La Bible, dans ce contexte, fut utilisée comme instrument de soumission. Les esclaves étaient poussés à croire que leur condition était voulue par Dieu, et que se révolter contre leurs oppresseurs équivalait à se révolter contre le divin. Des versets tels qu’Éphésiens 6:5 (« Esclaves, obéissez à vos maîtres terrestres… ») ou Colossiens 3:22 (« Esclaves, obéissez à vos maîtres en tout… ») furent invoqués pour légitimer la servitude et lui donner une dimension sacrée. Ainsi, la religion devint un pilier de l’ordre esclavagiste, enfermant les captifs dans une prison mentale aussi redoutable que les chaînes physiques.
Les témoignages historiques, comme ceux recueillis à Cape Coast au Ghana, montrent que les esclaves étaient baptisés avant même d’apprendre la langue de leurs oppresseurs. Leurs corps portaient les stigmates des tortures, tandis que leurs esprits étaient contraints de réciter le credo de Nicée, souvent sans en comprendre le sens. Cette violence symbolique visait à effacer leur identité culturelle et à les remodeler selon les normes imposées.
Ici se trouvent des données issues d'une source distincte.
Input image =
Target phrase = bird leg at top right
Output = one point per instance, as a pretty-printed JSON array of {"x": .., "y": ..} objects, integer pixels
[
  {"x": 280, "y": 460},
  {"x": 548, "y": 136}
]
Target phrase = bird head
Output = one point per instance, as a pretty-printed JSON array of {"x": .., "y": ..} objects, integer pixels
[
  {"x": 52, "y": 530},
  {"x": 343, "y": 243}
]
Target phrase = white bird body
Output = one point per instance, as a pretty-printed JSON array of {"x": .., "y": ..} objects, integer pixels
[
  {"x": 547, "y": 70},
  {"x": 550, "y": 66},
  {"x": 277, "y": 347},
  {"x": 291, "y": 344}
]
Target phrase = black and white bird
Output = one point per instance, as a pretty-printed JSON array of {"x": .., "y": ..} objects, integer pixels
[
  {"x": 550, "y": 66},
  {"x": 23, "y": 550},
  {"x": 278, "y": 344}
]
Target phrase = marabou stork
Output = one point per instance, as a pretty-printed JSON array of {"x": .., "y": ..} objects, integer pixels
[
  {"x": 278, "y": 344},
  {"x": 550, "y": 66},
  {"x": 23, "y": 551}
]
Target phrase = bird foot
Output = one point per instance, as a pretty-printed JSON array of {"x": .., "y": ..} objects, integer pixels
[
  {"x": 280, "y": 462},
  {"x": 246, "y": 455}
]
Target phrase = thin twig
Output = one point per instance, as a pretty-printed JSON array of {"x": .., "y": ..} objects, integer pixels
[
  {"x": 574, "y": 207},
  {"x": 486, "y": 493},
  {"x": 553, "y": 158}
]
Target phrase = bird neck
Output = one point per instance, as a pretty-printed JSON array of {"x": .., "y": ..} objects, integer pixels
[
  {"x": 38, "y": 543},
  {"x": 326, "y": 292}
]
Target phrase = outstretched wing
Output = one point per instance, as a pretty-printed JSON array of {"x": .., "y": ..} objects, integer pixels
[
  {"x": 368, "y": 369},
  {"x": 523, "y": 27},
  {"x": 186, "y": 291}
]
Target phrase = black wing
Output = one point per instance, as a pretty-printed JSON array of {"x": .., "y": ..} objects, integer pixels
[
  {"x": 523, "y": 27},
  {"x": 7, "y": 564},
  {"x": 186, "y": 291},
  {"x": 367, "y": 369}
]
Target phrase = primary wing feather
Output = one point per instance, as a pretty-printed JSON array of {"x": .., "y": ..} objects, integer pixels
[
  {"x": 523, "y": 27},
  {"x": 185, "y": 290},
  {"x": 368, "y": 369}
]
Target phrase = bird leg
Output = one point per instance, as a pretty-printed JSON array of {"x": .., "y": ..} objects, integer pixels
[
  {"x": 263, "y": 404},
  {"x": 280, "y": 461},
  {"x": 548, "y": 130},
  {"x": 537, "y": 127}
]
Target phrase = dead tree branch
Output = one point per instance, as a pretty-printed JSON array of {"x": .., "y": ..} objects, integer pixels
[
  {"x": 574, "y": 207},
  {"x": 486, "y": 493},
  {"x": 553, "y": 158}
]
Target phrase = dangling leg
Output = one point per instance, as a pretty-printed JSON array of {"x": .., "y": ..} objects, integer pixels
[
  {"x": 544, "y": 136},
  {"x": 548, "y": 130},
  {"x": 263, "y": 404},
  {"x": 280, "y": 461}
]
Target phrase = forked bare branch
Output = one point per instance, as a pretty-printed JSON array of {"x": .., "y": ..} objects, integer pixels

Plus de cinq siècles après, les séquelles demeurent. Beaucoup d’Africains connaissent la Bible dans ses moindres détails, mais ignorent largement leur propre histoire et les savoirs qui pourraient transformer leur quotidien. La figure d’un sauveur venu du ciel continue d’alimenter une attente messianique, détournant l’attention des luttes concrètes contre la pauvreté, la maladie et les systèmes oppressifs. Comme l’a rappelé l’historien afro-américain Dr Henrik Clarke : « Pour contrôler un peuple, vous devez d’abord contrôler ce qu’il pense de lui-même et comment il considère son histoire et sa culture. »
Cette instrumentalisation religieuse a laissé des cicatrices profondes. Elle a façonné une dépendance spirituelle qui, encore aujourd’hui, limite l’émancipation intellectuelle et culturelle. Comprendre ce passé est essentiel pour déconstruire les mécanismes de domination et redonner aux peuples africains la maîtrise de leur mémoire, de leur savoir et de leur avenir.